Disclaimer: this entire post is either a) speculation, b) aspiration or c) incrimination.

Introduction: criticisms of Objective-C

Programmers, onlookers and pundits have criticised Objective-C for longer than Apple has been using it.

If the criticisms were valid and pressing, most could actually be addressed without replacing Objective-C/Cocoa.

Fixable complaints in the language and APIs include the lack of tuples, slices, maps or associations at a syntax level; the lack of template programming; the lack of namespaces; the lack of default parameters to methods; the lack of operator overrides/overloading; leaks and premature collection by the garbage collector (or lack of garbage collection on iOS platforms); the wordy, camel-coded naming conventions; the lack of package management; the lack of out-of-the-box support for "business" APIs like REST, SOAP, SQL, etc.

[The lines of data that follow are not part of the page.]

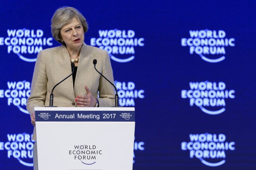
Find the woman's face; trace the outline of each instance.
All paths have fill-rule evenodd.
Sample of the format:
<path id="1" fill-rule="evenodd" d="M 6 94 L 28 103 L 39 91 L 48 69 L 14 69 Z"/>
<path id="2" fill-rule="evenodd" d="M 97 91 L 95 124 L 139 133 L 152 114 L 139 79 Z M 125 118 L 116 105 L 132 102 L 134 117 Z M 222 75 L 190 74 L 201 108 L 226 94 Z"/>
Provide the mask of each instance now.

Even the commonly mocked square bracket method invocation syntax could be changed (or supplemented) if the need existed.

None of these criticisms in isolation is a reason to replace Objective-C. All you could argue is that if Objective-C actually needed to change all of these points, then perhaps you might as well replace the entire language.

But replacing the primary application programming language is a jarring task for a development community (especially one that has only just given up on Carbon) and Apple wouldn't do it to address aesthetic issues or minor features. The reasons for replacing a language would need to be more pragmatic and functional.

More relevant in the long term is the one feature that Objective-C can't remove or fix: complaints about C itself, in particular C pointers.

While code level compatibility with C is arguably Objective-C's best feature, it is also the source of Objective-C's most unpopular feature: the direct memory model.

Direct access memory models are a shrinking market

You can't stop the shift away from direct access memory models like the one use in C language; they're simply losing popularity.

According to this list of top 20 most popular programming languages (not exactly a scientific source but it will suffice) only 32% of people still use a language with a direct memory model (C, C++, Objective-C, Pascal and Delphi). In 10 years time, you probably won't see direct memory models used in new projects outside of kernels, drivers, computer games and low-level embedded software.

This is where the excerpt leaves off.